Exploded View | Standish Lawder’s Corridor
By Chuck Stephens
“An unknown observer is seen travelling through a bleak corridor. At the end of the corridor they see a naked woman, whom they are unable to reach as their trip seems to become increasingly twisted and looped.”—IMDb “storyline” description
“An extraordinary exercise in visual polyphony…the pyrotechnic surface is exfoliated with Hegelian relentlessness from an elemental formal core…the many are no less the many for being inescapably the One.”—art historian Sheldon Nodelman
Standish Lawder (1936-2014) ascended this May, leaving us to picture him at last among the levitating, heaven-bound denizens of Necrology (1970), one of his best-known and funniest works—a mordant short movie about the afterlife once described by Hollis Frampton as “without doubt, the sickest joke I’ve ever seen on film.” (YouTube it for yourself: laughing gas is often the rarest air.) An educator, image technology innovator, author, historian, and “structuralist” filmmaker extraordinaire, Lawder participated in early studies of psychedelics and phosphene phenomena, married Dadaist pioneer Hans Richter’s daughter Ursula, and wrote The Cubist Cinema, a groundbreaking study of early avant-garde cinema published by Anthology Film Archives in 1975. He taught at Harvard and Yale and retired as head of the film department at UC San Diego in 1996 to found Denver Darkroom, a teaching centre for fine-art photography in Colorado. Between 1968 and 1970, he made Corridor, a mesmerizing and ultimately mind-melting 20-minute film about a hallway and a naked lady that—for all its exfoliating “Hegelian relentlessness”—turns out to be some of the trippiest shit you will ever see.

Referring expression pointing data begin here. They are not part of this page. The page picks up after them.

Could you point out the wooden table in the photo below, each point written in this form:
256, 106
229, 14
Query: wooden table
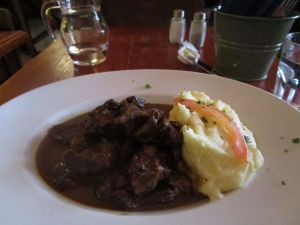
10, 40
130, 48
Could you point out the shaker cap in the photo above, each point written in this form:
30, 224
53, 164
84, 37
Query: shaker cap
199, 16
178, 13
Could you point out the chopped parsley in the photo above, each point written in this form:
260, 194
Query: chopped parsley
147, 86
204, 120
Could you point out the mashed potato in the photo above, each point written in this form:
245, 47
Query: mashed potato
208, 150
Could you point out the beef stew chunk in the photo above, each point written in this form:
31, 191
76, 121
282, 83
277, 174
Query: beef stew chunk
128, 154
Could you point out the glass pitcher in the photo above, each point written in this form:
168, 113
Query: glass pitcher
82, 30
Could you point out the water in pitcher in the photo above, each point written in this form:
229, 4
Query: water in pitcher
86, 53
287, 85
85, 36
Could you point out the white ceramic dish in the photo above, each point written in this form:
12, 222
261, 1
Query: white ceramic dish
26, 199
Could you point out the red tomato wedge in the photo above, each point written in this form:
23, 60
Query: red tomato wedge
235, 138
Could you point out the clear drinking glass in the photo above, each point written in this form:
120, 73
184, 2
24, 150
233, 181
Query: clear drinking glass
82, 30
287, 85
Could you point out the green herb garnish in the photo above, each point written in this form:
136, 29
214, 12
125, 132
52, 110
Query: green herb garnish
296, 140
147, 86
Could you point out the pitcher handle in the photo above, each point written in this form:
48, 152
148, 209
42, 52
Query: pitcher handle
46, 7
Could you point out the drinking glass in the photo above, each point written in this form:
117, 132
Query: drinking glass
82, 30
287, 85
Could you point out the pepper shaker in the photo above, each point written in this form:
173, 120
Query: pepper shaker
198, 30
177, 27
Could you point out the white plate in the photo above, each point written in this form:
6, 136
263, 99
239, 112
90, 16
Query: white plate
26, 199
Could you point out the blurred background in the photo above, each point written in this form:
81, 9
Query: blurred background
25, 15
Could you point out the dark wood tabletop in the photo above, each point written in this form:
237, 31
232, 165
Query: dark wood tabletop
129, 48
10, 40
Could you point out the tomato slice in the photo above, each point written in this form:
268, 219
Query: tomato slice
235, 139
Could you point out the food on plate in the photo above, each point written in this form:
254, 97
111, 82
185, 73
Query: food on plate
129, 155
219, 150
122, 156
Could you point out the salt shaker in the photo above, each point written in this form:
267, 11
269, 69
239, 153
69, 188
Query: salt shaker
177, 27
198, 30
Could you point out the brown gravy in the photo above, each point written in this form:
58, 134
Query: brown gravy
50, 152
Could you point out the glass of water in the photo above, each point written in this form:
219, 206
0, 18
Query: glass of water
82, 30
287, 85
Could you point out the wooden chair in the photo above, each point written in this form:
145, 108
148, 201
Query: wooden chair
146, 12
9, 42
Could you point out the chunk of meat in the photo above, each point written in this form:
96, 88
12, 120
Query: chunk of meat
180, 183
109, 183
63, 178
145, 171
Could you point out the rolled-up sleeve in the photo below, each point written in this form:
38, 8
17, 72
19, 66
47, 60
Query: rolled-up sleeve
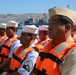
28, 63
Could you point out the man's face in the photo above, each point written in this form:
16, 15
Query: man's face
55, 28
9, 32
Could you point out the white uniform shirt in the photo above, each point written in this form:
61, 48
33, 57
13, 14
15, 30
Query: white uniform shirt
29, 62
69, 65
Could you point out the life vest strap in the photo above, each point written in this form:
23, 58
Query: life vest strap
38, 72
50, 56
10, 71
18, 59
5, 47
36, 49
2, 56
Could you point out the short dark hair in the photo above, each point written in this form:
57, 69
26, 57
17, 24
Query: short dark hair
65, 20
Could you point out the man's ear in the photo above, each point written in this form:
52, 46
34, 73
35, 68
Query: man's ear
68, 27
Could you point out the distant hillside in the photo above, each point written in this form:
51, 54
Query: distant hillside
18, 17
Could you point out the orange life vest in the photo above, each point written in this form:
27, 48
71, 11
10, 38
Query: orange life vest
40, 45
18, 57
2, 38
74, 38
5, 49
48, 61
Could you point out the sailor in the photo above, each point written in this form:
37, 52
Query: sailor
24, 58
9, 45
59, 55
2, 32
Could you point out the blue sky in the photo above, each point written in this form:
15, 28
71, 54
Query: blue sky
32, 6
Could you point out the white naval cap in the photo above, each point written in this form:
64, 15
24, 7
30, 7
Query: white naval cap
12, 24
63, 11
3, 25
43, 27
30, 29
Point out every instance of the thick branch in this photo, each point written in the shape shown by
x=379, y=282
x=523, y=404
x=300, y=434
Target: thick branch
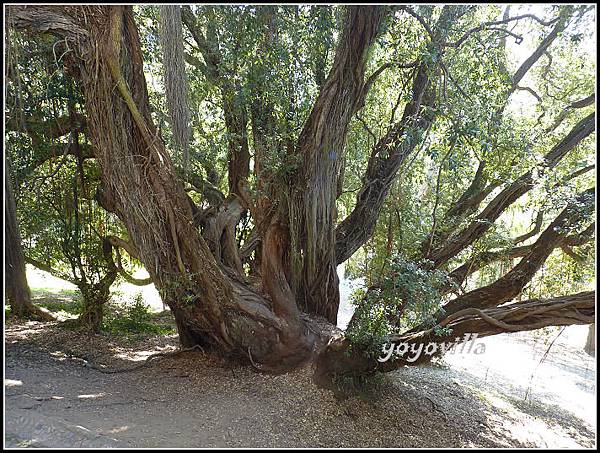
x=509, y=195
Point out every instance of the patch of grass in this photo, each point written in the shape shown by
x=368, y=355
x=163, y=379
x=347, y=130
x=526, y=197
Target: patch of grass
x=135, y=320
x=63, y=307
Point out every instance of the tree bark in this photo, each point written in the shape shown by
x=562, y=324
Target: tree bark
x=17, y=288
x=590, y=342
x=210, y=306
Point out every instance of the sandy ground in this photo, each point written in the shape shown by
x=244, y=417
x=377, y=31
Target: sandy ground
x=192, y=400
x=513, y=395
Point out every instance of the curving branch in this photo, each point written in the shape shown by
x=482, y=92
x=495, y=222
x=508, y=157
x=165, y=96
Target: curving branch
x=483, y=222
x=510, y=285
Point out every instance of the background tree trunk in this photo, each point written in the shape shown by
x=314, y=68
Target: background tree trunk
x=17, y=288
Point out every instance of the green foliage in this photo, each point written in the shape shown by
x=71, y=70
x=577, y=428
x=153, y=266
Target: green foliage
x=134, y=319
x=406, y=296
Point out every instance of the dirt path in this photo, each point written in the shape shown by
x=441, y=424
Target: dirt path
x=191, y=400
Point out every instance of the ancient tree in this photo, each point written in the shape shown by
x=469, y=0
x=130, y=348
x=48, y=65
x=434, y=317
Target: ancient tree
x=272, y=297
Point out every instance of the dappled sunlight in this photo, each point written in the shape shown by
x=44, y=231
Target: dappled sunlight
x=91, y=396
x=139, y=356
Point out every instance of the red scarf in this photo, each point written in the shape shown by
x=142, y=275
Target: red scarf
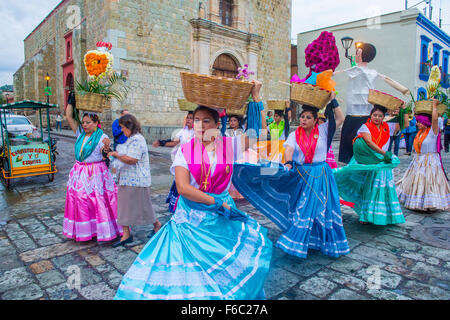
x=379, y=136
x=307, y=144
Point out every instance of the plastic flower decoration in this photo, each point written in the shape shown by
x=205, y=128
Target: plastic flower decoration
x=243, y=73
x=98, y=63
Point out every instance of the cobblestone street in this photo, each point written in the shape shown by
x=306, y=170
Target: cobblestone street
x=412, y=260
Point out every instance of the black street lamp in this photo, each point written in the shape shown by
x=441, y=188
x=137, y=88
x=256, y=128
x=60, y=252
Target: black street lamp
x=347, y=43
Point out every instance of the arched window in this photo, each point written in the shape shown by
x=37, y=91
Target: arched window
x=225, y=66
x=226, y=12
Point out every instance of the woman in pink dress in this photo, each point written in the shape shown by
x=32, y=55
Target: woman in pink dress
x=91, y=200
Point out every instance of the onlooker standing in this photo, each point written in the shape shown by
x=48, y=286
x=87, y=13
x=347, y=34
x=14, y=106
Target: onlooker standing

A few more nuts and bolts: “Shot in grainy black and white,” wrote critic/curator Ed Halter, interviewing Lawder for the Village Voice in 2007, “the film comprises a series of shaky tracks and zooms down a narrow hallway (inhabited intermittently by the apparition of a nude hippie-chick) that builds into a dizzying array of superimpositions and reprinting, which in turn builds into flickering monochrome fields, all the while interacting with composer Terry Riley’s synthesized warblings. Lawder has called Corridor “an occasion for meditative speculation” that invokes “a change in brain-wave activity…through the interface stimulation of alpha-wave frequencies.” Lawder also told Halter that he finds the gloriously glacial space-invading of Michael Snow’s Wavelength (1967) “incredibly sensual.”
A masterpiece of sensualized space quite unlike either Wavelength or its still closer kissing cousin, Ernie Gehr’s Serene Velocity (1970), Corridor continually (if ultimately rather chastely) evokes a passage palpably maternal and erotic. Lawder’s camera rhythmically penetrates and re-penetrates the length of a carpeted hallway, plunging always toward the apparition of that “naked hippie chick,” who often appears spread-eagle at the corridor’s far end, part Venus of Willendorf, part Vitruvian woman. The walls of the hallway seem to throb and surge as the film builds momentum, finally climaxing in a spasm of pure light. An errant but perfectly centred pubic hair caught at one point in the camera or printer’s gate lends itself as an amusing accident to the overall effect. Like the best sex, Corridor leaves you limp, flush with pleasure, and the fading murmurations of half-glimpsed delights. (There are actually two different naked chicks, and two different extremes of the corridor, approached in the course of the film.)
Corridor’s extraordinary catalogue of superimpositions, quadruple exposures, stroboscopic scintillations, and overall orgasmic blur were accomplished largely with a contact printer made out of a coffee can. Film preservationist Mark Toscano, currently at work restoring Corridor and other Lawder films, explains how this visionary piece of homemade hardware works on his blog (preservationinsanity.blogspot.com/2007/11/contact-printer.html): “[Lawder] would bi- or tri-pack raw stock (b/w reversal usually) with existing footage…then contact print the footage in various ways using different brightness settings on the light bulb in the coffee can, which would shine its beam through the old flashlight tube into the gate of the camera. In the case of Corridor, the resulting footage was sometimes further processed, or printed to negative, or hi-con, or whatever.”
The results are fucking out of sight.